As for the question of taped vs live cases, Colombo sees a role for both: "I would like to stress the educational value of taped cases, which for some specific needs are very valuable and sometimes may fulfill the goal in a better way than live cases."

Better by two

One of the recommendations in the cardiology code of conduct is that all live cases should include two operators: one doing the procedure, the other interacting with the far-flung panel members and explaining the steps of the procedure. Most of the bigger meetings that feature live cases, including TCT, have already been doing this for years, Stone noted.

It has to be said that even when you have some minor problems, this is very helpful in terms of education.

In fact, Rodés-Cabau told heart wire that what struck him most about the cardiology live case statement and code of conduct is just how closely it resembles the type of information and instruction he received from TCT prior to his live case demonstration.

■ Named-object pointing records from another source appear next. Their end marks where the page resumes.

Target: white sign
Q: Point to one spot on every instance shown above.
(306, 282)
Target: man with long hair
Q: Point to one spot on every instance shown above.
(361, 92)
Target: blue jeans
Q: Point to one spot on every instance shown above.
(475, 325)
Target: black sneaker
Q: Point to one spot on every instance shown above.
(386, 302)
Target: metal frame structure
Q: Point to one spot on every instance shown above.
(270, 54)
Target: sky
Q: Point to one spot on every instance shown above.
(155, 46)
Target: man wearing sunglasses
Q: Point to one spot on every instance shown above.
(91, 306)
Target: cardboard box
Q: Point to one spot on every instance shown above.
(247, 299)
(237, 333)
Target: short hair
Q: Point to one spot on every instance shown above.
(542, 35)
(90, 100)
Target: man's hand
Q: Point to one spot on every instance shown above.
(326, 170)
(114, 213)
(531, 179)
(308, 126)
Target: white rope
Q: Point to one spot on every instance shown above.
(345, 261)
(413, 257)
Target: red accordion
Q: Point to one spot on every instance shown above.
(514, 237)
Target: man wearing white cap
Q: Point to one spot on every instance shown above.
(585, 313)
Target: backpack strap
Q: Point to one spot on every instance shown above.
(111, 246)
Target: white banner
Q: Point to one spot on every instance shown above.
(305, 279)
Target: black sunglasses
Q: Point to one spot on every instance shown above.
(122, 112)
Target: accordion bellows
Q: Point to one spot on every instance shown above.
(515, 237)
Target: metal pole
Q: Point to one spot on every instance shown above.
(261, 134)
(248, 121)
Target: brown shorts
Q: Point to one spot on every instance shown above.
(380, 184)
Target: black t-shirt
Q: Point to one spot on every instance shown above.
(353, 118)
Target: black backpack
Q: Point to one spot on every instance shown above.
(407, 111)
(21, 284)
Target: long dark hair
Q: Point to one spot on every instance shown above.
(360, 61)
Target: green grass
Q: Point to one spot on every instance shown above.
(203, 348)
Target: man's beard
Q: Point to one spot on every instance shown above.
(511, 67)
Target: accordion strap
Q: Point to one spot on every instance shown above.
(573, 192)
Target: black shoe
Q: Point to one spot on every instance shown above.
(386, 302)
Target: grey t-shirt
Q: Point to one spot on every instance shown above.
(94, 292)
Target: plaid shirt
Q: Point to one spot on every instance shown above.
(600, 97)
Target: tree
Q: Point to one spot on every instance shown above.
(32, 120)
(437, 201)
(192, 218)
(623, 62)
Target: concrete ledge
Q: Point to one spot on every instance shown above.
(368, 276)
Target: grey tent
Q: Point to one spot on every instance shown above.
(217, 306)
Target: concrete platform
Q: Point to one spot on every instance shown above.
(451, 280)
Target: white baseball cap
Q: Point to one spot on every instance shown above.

TCT codirector Dr Martin Leon (Columbia University, New York) was on the writing group for the statement.

According to Stone, "we've really been following these principles for years, and I think the FDA has acknowledged publicly that they are in general very pleased with the quality and preparedness of the live cases at TCT and that they kind of wish most centers would use that as a template."

The FDA, which pushed for the live case document, has also published a companion article outlining the agency's role in live case demonstrations—for example, specific approval is required when a US site plans to demo an investigational device [5]. The FDA paper also emphasizes the need for research into patient safety and educational value and notes that it is considering developing further guidance related to live demonstrations of devices being used in clinical trials.